Katie - So all sorts of things can influence which cells these stem cells and their intermediate go onto become: what signals they're exposed to, when they're exposed to them, and where the cells are in relation to the signal. But back to the brain. How do the neurons and glial cells and everything else needed for a brain - how do they get made? Well Afnan said it's important here to consider brain axes: top to bottom, left to right and back to front.
Afnan - Very early on at least the left-right symmetry is mostly maintained - so you don't get much difference between what's happening on the left side and on the right side, it kind of comes out a bit later. But the bottom-top, and the front-back symmetry breaks quite quickly. So you get this top-bottom asymmetry broken very, very early on. And that allows the different parts of the central nervous system to be defined. So your brain and your spinal cord are different from each other. So one very important aspect of the brain and the way it works is that you need these different regions. You need these different areas to do different computations, to connect various parts of your nervous system together. And these all come from this breaking of symmetry. And then the other symmetry breaking is the front and back. And that also happens really early on and that's a lot more like complicated, but it is really important because that's what forms the difference between your cortex and like other parts like the hippocampus and the hypothalamus. So a lot of these happen from a lot of these different regions that are important for this work. We talk about neurons of different identities. They don't all come from the same stem cells. Like I said earlier, it's kind of a slow breakdown and slow specialization. It's not that you go from like, 'Oh well I have all these stem cells that all are the same and then one of them is going to become cortex, one of them is going to become cerebellum'. You actually start making more specialized stem cells and those end up in their areas, and then those more specialized stem cells make even more specialized stem cells and more intermediate stem cells. And then finally you make a neuron, for example. Even then you end up specializing those neurons even more by like, okay, well out of these 10 neurons that this one very specialist stem cell made, maybe two of them are gonna like have a different neurotransmitter and then one of them is going to die. So there's a lot of dynamics going on all the way up to like the third trimester and after birth.
Katie - Afnan's particularly interested in the signaling molecules which influence what differentiated cells will eventually come from the starter stem cells. And these molecules are very similar across species like humans and mice, but it's how they used that seems to differ.
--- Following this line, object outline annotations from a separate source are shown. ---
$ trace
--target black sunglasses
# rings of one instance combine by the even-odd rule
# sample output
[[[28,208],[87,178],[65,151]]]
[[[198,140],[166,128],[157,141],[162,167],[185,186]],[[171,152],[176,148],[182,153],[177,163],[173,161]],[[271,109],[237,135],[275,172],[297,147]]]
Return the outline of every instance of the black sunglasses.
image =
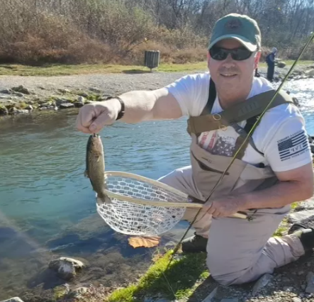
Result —
[[[223,61],[223,60],[227,59],[228,54],[231,55],[231,57],[233,60],[235,60],[236,61],[242,61],[251,57],[253,52],[244,47],[228,50],[213,46],[209,50],[209,53],[213,60],[216,60],[218,61]]]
It's our genes that determine when these signals come on, where they come on, and what subsequent genes these signals can then turn on. Studying very early human development is so important in order to understand more about, for instance, disorders of development. But it's very difficult to study these things directly in humans for ethical reasons. So scientists like Afnan work to compare how early brain development happens across species to ultimately better understand how we are made.